Heart-Shaped Box, by Joe Hill

(hb; 2007)

From the inside flap:

“Judas Coyne is a collector of the macabre: a cookbook for cannibals… a used hangman’s noose… a snuff film. An aging death-metal god, his taste for the unnatural is as widely known to his legions of fans as the notorious excesses of his youth. But nothing he possesses is as unlikely or as dreadful as his latest discovery, an item for sale on the Internet, a thing so terribly strange, Jude can’t help but reach for his wallet…

“For a thousand dollars, Jude will become the proud owner of a dead man’s suit, said to be haunted by a restless spirit. He isn’t afraid. He has spent a lifetime coping with ghosts – of an abusive father, of the lovers he callously abandoned, of the bandmates he betrayed. What’s one more?

“But what the UPS man delivers to his door in a black heart-shaped box is no imaginary or metaphorical ghost, no benign conversation piece.
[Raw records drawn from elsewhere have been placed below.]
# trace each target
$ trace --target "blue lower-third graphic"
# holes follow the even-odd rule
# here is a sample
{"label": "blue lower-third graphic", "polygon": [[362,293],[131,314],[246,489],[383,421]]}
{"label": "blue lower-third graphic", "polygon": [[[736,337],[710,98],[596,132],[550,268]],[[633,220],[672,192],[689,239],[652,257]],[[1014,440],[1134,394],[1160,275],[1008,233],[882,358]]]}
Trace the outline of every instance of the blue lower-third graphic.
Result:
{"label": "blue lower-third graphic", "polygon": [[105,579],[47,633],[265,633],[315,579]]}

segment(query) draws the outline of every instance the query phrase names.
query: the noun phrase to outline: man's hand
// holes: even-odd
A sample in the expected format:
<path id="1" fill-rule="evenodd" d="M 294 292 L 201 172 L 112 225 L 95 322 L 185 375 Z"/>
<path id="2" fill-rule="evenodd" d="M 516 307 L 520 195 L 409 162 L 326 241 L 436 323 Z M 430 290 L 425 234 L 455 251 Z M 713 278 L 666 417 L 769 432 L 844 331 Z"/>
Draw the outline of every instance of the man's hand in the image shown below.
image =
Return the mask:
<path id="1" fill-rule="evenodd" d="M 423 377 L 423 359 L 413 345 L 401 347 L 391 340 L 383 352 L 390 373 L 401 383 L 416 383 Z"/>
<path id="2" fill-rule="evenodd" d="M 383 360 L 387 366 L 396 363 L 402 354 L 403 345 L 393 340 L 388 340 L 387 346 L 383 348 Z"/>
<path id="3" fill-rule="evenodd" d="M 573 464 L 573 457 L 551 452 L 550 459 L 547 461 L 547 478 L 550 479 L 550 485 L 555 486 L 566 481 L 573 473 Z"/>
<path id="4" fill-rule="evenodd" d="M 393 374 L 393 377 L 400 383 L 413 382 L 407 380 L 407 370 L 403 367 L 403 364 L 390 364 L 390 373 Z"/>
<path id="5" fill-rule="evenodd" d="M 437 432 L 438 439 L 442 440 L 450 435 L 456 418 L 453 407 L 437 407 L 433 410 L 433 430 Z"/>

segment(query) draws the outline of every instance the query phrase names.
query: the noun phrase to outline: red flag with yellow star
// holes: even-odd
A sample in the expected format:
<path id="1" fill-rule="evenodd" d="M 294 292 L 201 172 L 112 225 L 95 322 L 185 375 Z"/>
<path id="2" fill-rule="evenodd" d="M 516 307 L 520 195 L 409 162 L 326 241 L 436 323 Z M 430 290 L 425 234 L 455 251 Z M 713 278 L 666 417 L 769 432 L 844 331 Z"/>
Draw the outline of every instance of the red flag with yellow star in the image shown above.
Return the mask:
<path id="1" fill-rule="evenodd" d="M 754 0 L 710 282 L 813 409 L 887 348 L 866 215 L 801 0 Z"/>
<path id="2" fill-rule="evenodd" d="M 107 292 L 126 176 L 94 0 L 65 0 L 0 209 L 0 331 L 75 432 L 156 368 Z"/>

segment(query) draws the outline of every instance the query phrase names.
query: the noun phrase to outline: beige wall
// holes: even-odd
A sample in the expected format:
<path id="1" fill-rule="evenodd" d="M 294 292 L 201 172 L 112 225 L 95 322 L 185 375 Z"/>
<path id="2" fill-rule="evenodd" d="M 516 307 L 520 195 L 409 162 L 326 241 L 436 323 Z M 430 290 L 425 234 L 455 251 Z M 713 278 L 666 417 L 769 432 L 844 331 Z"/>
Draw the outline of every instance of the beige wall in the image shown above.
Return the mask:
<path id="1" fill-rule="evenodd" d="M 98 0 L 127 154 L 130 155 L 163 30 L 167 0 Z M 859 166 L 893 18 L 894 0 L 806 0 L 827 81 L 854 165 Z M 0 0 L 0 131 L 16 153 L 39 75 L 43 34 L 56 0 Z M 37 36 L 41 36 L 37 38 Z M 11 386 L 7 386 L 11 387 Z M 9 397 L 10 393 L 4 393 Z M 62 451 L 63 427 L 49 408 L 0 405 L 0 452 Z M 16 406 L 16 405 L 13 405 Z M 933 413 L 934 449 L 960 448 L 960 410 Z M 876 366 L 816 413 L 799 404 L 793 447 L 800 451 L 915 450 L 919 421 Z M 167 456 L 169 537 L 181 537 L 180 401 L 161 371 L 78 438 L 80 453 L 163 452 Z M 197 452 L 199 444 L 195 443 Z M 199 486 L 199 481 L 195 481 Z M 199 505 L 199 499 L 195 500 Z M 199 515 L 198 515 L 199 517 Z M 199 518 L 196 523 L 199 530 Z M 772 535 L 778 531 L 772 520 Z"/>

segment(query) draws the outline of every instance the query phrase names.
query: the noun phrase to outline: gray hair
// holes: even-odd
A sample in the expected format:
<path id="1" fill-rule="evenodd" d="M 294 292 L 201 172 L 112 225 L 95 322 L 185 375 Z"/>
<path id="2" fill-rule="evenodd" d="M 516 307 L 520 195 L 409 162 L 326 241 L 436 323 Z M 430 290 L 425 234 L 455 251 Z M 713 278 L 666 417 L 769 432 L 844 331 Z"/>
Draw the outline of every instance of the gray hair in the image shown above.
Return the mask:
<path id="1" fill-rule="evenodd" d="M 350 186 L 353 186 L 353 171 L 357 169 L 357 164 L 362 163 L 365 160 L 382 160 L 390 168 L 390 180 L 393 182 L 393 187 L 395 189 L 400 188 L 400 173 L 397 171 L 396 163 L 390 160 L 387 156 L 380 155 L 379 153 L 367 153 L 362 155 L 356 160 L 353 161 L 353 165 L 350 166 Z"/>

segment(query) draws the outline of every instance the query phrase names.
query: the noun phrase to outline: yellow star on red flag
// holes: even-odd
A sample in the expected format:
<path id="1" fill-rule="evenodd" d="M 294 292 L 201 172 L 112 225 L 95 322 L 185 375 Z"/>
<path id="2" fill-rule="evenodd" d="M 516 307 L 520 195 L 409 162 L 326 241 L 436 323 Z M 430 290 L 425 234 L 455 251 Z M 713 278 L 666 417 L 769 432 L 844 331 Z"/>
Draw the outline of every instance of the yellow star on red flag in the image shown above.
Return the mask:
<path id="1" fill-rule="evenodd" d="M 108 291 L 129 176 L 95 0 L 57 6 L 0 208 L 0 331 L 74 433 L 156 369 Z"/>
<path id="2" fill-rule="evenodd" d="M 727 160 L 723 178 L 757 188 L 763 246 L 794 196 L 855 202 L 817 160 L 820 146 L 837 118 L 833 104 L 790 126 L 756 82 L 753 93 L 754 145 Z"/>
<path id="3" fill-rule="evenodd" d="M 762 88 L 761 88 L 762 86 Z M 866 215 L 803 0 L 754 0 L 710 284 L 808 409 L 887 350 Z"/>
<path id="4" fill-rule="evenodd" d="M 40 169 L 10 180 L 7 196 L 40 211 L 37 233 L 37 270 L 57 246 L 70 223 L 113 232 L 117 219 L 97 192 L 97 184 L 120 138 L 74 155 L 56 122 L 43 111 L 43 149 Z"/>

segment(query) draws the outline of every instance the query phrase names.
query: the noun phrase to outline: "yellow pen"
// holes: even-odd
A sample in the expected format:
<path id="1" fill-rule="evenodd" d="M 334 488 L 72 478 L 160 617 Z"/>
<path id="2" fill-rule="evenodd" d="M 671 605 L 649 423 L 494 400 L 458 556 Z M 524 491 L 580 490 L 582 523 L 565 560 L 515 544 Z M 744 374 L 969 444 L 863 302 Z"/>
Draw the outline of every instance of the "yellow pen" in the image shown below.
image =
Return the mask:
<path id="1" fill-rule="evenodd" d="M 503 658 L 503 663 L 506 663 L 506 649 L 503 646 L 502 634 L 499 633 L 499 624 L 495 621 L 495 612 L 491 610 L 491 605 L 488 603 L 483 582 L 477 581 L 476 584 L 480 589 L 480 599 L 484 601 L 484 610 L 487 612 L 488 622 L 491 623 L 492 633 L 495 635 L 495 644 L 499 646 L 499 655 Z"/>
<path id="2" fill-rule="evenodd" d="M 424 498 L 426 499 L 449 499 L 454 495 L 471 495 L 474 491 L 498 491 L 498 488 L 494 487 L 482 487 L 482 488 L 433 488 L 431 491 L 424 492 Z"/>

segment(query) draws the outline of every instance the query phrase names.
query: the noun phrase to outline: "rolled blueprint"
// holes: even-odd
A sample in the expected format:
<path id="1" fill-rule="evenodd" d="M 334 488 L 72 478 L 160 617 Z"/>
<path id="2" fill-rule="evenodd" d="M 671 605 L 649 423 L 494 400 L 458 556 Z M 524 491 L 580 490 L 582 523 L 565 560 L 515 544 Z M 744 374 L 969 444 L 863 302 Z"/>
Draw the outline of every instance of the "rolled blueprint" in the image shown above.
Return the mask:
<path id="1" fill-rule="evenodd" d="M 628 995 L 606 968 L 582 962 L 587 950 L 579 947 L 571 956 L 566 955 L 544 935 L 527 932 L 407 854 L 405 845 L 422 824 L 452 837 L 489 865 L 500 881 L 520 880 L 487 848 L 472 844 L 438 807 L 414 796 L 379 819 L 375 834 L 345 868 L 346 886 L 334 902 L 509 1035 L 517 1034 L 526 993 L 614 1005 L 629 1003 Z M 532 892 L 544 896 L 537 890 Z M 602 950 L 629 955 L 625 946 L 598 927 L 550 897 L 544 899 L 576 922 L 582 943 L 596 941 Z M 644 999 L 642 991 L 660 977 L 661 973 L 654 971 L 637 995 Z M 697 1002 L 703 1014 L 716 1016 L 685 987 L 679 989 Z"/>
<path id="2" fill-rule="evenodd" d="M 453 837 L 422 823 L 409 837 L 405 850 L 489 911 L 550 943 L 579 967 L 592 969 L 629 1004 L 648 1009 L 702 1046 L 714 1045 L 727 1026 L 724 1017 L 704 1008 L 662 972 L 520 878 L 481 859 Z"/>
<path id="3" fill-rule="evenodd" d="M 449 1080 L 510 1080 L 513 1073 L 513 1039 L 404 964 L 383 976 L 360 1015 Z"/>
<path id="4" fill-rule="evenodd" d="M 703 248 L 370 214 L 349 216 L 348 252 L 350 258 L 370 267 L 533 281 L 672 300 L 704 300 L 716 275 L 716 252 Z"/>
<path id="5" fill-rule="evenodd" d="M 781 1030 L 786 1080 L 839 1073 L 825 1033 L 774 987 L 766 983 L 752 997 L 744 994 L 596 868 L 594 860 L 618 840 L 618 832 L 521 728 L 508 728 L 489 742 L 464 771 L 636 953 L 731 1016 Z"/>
It’s the real thing.

“And suddenly the suit’s previous owner is everywhere: behind the bedroom door… seated in Jude’s restored vintage Mustang… standing outside his window… staring out from his widescreen TV. Waiting –with a gleaming razor blade on a chain dangling from one bony hand…”

Review:

Stunning debut novel, one that doesn’t redefine the boundaries of mainstream horror fiction, but possesses a nerve-rending uneasiness – of ghosts both real and born of past traumas – that grabbed me and made me loath to set the book down until I’d finished it. Can’t recommend this one enough – Hill is a writer to watch for

The resulting film is set for release in the near future.